Le policier militaire Joël Renaud, entouré de ses avocats, Me Charles Cantin et Me Sylvain Morissette, espère convaincre le tribunal militaire que les accusations déposées contre lui ne sont pas fondées.

Un «complot» contre le policier militaire

Me Charles Cantin prétend que le policier militaire Joël Renaud a été la victime d’un complot de la part de la principale plaignante et d’officiers supérieurs et qu’il a dû subir une enquête et un procès sans véritable preuve. Selon l’avocat, il a été envoyé au pilori, car on voulait se débarrasser de lui.

Me Cantin demande l’acquittement total pour son client qui est accusé d’entrave à la justice, d’avoir commis un abus de confiance de la part d’un fonctionnaire dans le cadre de ses fonctions et de trois chefs de comportements offensants et inopportuns qui ont pu créer un préjudice.

Quatre plaignantes ont été identifiées lors du déploiement de militaires de la base de Bagotville des Forces armées canadiennes en août, septembre et octobre 2017, en Roumanie.

Selon les accusations, le capitaine Renaud aurait échangé quelques textos à caractère sexuel avec une plaignante. Ces échanges ont pourtant été faits sur une base consensuelle durant un certain temps. On lui reproche d’avoir envoyé une photo d’un pénis, que personne n’aurait vue.

Il aurait aussi tenu des propos offensants envers des femmes et aurait simulé un geste de fellation envers une militaire, qui n’aurait été vu par aucune des personnes réunies autour d’une table.

« Il y a eu un complot dans cette affaire. La principale plaignante et trois officiers supérieurs ont fait en sorte de vouloir la tête du capitaine Renaud. Je n’arrive pas encore à comprendre que cette affaire ait pu se rendre jusqu’à la Cour martiale. C’est tout un déploiement. On a voulu tuer une mouche avec un F-14 », a lancé Me Cantin lors de sa plaidoirie devant le juge militaire Martin Pelletier.

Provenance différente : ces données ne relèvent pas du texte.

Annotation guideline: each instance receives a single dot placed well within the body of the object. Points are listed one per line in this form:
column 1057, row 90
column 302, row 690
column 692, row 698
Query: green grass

« Rien ne se tient dans la preuve qui a été présentée. Il n’y a aucune corroboration. Oui, il y a des éléments qui se sont déroulés juste entre deux personnes, mais encore faut-il que ce soit vrai. Juste pour l’histoire de la photo du pénis, on a eu droit à cinq versions. Il n’y en a jamais eu, pas pantoute, oui une photo a été envoyée, je ne sais pas si c’est le capitaine Renaud qui l’a envoyée et non je ne l’ai pas effacée », a énuméré le criminaliste afin de démontrer l’invraisemblance de la preuve de la principale plaignante.

Me Cantin estime d’ailleurs que les supposés échanges de textos (il y en aurait eu environ sept) relevaient de la vie privée et non d’échanges entre deux officiers. Il ajoute que « la demande de supprimer les textos n’a pas été faite dans le cadre des fonctions de policier militaire et de Grand Prévôt du capitaine Renaud, mais à titre privé ».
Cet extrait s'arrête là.